NOTE: With Saint Patrick’s Day on March 17, here is an update from John O’Mahony, editor of “Killarney Today.”
There is seldom a stampede to the doors of busy newsrooms when the shout goes up for volunteers to cover events, as they happen, at monthly meetings of Kerry County Council, the 33-member local authority for Kerry County, Ireland.
Few opportunities are featured on the dour and mundane but lengthy agendas that might provide opportunity for an eventual Pulitzer Prize nomination.
Politically, the bill of fair is more side street café table d’hôte than Michelin star a la carte: potholes that need filling, bends that need straightening, flower beds that need watering, grass that needs trimming and traffic lights that need fixing.
Occasionally, excitement can reach fever pitch when, for example, a row over the location for a new cemetery is being discussed, offering the possibility of a ‘Kerry’s grave dilemma’ headline.
But along comes big Donald Trump and, suddenly, heads pop up and the mere possibility of a mention of America’s new first citizen at a council meeting had reporters, some seasoned, many novice, frantically competing for a seat on the press bench before the ‘No room at the Inn’ sign was exhibited for the first time in a long time.
There was an occasion when a president in Washington and a pope in Rome competed for attention as any wall space became available in family homes in the Emerald Isle. JFK and Pope Paul VI were the pin-ups of the day. Now, in the County of Kerry at least, President Trump and Pope Francis are back in big demand when it comes to topping the invitation list to visit a rapidly changed Mother Ireland.

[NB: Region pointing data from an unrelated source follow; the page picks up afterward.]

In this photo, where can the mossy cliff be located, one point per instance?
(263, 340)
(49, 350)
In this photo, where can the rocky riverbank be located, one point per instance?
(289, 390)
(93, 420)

It all started with a proposal from Councillor Bobby O’Connell – a member of the governing Fine Gael party – who suggested Pope Francis be issued with an official invitation to Kerry where, despite an alarming fall-off in the numbers attending mass, there should still be sufficient support to fill a football field with devout, faithful followers.
But, not to be outdone, Councillor Tom McEllistrim, a member of main opposition party, Fianna Fail, suggested that an invitation should also be sent to The Donald, who would surely enjoy playing around – sorry, playing a round – on one of the fabulous area golf courses.
Councillor McEllistrim said he believed such a visit would do for Kerry what John F. Kennedy’s visit did for New Ross, what Ronald Regan did for Ballyporeen and what Barack Obama’s visit to Moneygall did for the County Offaly town.
He insisted: “The publicity it would get would put Kerry on the map and also from a tourism point of view, it would enhance our tourist numbers.”
Councillor McEllistrim added: “The priority is Kerry and it’s from a Kerry perspective I’m putting down the motion and I think it would be good for business, jobs and tourism and it would also be good for the undocumented Irish in America.”
But the Trump invitation left some elected members horrified and bamboozled and while many maintained a dignified silence – not forgetting that Kerry is a tourism county that relies on American visitors – at least one voiced vehement opposition, citing Trump’s attitude to women as disgraceful.
County Councillor eventually, albeit reluctantly, backed a proposal to invite Trump to Kerry, but added an amendment calling for correct protocol to be adhered to and insisted the matter should first be referred to the new U.S. ambassador to Ireland.
The amendment also asked that the council first ascertained Mr. Trump’s policy towards the undocumented Irish – an emotive matter that affects thousands of families in this country.
Mayor of Kerry, Michael O’Shea – who is currently on an official visit to New York and Boston for St Patrick’s Day – raised a chuckle when he observed: “Between Donald Trump and the Pope, we are going to have our hands full.”
Incidentally, one of President Trump’s senior management team in his hotel chain just happens to be from Ireland’s premier tourist town of Killarney. He is on record as saying that if his boss does lay his considerable head on a Kerry pillow, it will be after a feed of bacon and cabbage cooked by his mother in Kerry.